Firstly there’s Split Second. The IMDB (and the entire internet for that matter) lacks any substantial details on this flick, so I will assume it’s a tongue-in-cheek remake of the Rutger Hauer film of the same name. A film I never saw incidentally, but while Hauer might have some pretty blue eyes, obviously Fahey outstrips him in the blue department. And with ease at that. It’s almost a joke to even offer Hauer up for comparison; Blind Fury may have been pretty cool back in the day, but how does The Hitcher compare with Sketch Artist 2: Hands That See?

They don’t even compare, that’s how.

Next we have Only The Brave. The official website proclaims it “a searing portrait of war and prejudice,” all about the quandaries surrounding Asian-Americans during World War 2. Very well, but why is it that Fahey has no credit in the trailer? Mark Dacascos has one, and he never even spoke once during that flash of snippets. Yet Fahey, who gets to give a heartrending thanks to a lowly sergeant, gets less than nothing. It’s a snub of epic proportions. The website might have a cast page dedicated to Fahey, featuring an image where Fahey seems to be emitting the electromagnetic waves of light solely from his face, but it’s too little too late. Jason Scott Lee won’t attract the cinephiles, neither will the late Mr Miyagi. The filmmakers here are playing with fire, and are going to be burned by flaming meteors of Fahey if they do not rectify this injustice.

Fahey also does not seem to have a character name, so I can only assume that he is the eponymous Brave.

Absolute Zero has Fahey starring as Dr David Kotzman, a scientist who discovers that a second ice age is beginning in Miami. As the snowy weather envelopes the Floridian city, Fahey and his peons find themselves trapped and, unknowing whether the rest of the planet is suffering this same malady, and are forced to duel with the elements.

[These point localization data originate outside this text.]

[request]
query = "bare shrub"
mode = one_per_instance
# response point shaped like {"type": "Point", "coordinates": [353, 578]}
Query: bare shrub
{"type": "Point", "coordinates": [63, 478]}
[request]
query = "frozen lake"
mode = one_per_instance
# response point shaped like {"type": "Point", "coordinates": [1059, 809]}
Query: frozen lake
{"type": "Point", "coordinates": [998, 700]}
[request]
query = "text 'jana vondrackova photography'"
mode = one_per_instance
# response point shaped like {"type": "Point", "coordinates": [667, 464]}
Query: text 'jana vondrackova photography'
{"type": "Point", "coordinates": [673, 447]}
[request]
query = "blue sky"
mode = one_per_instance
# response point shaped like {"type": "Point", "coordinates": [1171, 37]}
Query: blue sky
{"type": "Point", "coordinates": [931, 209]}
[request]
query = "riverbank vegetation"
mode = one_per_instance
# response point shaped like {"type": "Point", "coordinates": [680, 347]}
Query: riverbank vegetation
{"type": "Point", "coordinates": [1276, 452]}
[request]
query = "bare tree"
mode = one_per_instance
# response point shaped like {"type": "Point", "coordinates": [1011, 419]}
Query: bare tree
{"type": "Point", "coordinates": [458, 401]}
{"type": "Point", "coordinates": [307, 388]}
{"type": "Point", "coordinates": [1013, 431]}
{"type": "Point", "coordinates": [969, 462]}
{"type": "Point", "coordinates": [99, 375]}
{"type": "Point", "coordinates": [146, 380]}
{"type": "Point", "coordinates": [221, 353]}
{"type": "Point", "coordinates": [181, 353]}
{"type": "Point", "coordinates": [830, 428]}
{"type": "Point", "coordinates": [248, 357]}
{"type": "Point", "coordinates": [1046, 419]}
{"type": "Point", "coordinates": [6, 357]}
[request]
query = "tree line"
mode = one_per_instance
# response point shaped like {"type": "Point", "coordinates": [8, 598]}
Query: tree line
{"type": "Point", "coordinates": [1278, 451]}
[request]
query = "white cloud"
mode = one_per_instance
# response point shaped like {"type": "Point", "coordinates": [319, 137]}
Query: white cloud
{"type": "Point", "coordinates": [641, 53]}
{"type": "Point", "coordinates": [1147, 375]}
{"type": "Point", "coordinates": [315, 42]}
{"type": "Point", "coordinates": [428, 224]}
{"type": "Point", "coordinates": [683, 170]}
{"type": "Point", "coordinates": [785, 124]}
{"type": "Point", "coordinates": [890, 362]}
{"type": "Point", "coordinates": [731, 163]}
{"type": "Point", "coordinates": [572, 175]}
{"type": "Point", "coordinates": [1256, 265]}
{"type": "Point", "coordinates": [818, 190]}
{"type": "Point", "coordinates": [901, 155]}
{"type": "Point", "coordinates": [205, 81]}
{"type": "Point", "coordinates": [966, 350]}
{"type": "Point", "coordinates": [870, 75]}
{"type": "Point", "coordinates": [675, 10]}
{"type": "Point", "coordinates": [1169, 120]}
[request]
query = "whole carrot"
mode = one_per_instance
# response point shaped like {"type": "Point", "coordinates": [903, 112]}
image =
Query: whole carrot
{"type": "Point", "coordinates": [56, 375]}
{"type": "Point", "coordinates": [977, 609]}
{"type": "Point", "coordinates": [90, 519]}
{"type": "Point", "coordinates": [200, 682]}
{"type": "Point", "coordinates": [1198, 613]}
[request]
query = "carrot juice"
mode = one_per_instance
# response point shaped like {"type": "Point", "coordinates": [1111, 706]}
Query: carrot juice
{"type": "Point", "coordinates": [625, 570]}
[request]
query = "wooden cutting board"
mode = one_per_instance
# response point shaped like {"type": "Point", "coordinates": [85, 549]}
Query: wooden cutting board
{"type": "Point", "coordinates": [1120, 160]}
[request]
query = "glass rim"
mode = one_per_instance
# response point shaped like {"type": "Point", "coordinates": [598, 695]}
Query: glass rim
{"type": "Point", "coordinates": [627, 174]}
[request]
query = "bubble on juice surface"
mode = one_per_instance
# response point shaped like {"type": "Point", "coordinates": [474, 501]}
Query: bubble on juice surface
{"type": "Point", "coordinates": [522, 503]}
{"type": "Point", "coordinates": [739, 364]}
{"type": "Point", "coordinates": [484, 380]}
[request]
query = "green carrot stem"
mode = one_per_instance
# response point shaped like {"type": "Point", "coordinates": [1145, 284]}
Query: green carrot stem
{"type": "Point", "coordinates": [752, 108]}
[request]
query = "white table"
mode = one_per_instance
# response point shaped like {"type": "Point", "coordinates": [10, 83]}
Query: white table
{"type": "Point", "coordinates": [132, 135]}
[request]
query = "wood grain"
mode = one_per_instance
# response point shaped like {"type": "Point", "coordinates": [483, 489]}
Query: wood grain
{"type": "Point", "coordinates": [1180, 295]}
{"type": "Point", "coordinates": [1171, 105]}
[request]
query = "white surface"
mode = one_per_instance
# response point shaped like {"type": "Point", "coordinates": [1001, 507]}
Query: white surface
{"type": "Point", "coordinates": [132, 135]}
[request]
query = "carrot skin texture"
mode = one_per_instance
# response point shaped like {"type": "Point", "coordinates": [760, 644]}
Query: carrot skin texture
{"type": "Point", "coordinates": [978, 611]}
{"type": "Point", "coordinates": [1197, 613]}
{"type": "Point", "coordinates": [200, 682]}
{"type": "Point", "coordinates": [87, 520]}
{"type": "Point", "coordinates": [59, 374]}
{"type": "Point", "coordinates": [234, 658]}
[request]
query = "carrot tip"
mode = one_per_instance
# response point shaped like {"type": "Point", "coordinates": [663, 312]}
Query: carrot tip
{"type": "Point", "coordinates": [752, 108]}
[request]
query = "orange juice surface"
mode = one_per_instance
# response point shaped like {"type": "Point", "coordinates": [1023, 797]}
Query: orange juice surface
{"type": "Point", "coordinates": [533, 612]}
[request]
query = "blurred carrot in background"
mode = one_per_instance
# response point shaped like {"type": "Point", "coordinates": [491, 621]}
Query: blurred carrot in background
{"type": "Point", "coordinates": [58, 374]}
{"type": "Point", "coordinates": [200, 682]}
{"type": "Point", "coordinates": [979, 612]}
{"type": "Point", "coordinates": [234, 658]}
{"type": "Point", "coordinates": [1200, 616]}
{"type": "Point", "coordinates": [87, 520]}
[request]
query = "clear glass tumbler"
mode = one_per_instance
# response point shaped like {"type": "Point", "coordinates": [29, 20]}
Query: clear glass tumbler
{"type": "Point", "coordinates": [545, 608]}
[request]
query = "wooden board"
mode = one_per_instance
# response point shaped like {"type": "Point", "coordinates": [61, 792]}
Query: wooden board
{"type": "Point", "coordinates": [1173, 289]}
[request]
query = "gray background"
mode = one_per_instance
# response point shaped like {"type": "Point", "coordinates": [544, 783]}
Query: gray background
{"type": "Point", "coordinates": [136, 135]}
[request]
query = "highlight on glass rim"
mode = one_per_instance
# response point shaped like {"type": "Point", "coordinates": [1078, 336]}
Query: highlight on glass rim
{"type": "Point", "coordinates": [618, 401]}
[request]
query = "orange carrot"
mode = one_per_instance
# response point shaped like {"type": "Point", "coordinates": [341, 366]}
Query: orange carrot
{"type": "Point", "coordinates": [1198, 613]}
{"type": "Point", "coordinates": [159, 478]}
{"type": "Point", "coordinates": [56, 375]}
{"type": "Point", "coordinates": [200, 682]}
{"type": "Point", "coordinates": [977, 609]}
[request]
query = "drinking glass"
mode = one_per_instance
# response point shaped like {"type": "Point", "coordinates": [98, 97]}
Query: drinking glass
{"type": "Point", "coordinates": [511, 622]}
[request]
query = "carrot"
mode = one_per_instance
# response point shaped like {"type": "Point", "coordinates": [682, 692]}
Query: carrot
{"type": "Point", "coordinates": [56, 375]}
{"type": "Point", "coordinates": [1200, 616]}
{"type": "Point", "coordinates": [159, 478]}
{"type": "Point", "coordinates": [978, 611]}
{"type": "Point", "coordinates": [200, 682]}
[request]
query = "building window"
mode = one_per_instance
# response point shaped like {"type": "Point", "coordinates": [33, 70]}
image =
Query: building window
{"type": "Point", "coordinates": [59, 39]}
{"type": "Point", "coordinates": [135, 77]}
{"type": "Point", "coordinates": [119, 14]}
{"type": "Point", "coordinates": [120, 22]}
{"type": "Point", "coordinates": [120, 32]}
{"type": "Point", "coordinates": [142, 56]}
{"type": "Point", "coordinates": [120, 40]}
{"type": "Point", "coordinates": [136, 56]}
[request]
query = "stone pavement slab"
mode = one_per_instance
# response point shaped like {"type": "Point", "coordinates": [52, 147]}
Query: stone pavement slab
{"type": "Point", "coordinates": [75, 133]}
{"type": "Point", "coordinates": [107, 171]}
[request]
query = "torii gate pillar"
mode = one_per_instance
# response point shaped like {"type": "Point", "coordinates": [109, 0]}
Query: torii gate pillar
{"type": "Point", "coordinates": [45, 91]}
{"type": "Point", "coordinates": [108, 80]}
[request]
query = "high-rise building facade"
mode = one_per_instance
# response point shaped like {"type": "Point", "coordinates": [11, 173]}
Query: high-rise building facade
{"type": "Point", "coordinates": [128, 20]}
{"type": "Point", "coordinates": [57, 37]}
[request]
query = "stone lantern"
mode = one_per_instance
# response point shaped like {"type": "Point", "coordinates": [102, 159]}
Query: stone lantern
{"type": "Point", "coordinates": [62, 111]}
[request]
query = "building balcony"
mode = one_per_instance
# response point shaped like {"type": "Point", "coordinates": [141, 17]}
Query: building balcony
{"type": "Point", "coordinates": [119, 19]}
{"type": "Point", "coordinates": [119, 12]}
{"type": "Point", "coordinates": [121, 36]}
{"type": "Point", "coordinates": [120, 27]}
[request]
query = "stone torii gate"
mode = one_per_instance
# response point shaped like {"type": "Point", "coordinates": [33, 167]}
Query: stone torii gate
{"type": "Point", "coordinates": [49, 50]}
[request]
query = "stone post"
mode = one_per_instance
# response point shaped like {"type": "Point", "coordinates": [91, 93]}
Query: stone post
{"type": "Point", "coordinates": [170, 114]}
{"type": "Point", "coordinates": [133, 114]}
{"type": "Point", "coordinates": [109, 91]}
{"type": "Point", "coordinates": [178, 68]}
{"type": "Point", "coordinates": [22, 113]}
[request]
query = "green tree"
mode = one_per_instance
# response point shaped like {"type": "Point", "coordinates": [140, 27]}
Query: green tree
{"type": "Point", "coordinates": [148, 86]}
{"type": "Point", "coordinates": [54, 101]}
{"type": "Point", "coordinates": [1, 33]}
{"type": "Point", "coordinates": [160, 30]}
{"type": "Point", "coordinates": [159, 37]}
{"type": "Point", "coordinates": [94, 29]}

Now I know what you are thinking, it even crossed my mind a few times as I researched the project: does Fahey have to fight a vicious Ice-monster? Does Fahey surf the icy surface of the strip in prolonged combat with a heinous stalactite beast? Is Fahey relegated to having a fistfight with an anthropomorphic ice-pop?

The truth is I don’t know. But I can’t wait to find out; this is perhaps the most exciting of the coming Faheys. We can only hope that it’ll blast itself onto a bottom shelf somewhere as soon as possible. Rarely do such original premises materialize in the film industry, this is one of them. Although, admittedly, it does sound a tiny bit similar to that Dennis Quaid film from a few years back, what was it called? Oh yeah, Innerspace. Remember that scene where Martin Short gets half-frozen in the meat truck? What a great film that was.

A very interesting standout in the Fahey filmography is Diablita, which apparently is still being made in 2005. This shows just how much of a professional Fahey truly is, not even the passing of years can prevent him from doing his work. Well this flick concerns a screenwriter whose filmic idea is taken over by some rowdy execs and turned into a madcap escapade, lots of guns, fast cars, and, according to the website, it is “T&A laden.” Now on this last point, from browsing the production stills, I can verify that there are indeed some very pleasant ladies involved in said production.

And what of Fahey? He’s there, suited out and looking big. It’ll be a blockbuster for sure. This could be the big one for our Jeff. People mocked, people said to give up on Fahey, “move over to C. Thomas Howell,” they spouted, “he’s got a buncha new lower shelf fare and TV movies coming out for you to salivate over.” But no, Diablita will make The Lawnmower Man look like Darkhunters. Don’t be surprised to see Fahey swishing dollar bills in a wine glass next to Johnny Depp in a chic L.A nightclub this time next year.

I leave you with a reminder to never forget the wonderment and compassion of the man, he is an aegis for us all. Jeff Fahey is the cascading grass in Onibaba, the bare bosom of Emmanuelle Beart in Manon Des Sources, the use of the word “intercrural” in Will Self’s Greg Matter, and the cheeky, drug-addled grin of Jennifer Connelly in Requiem For A Dream all in one.


Anonymous Duke De Mondo said...

brilliant!!! brilliant brilliant brilliant!!! no hyperbole!! i laughed out loud, out the hell loud!! too many great lines to quote without copyin an pastin the whole damn thing! brilliant!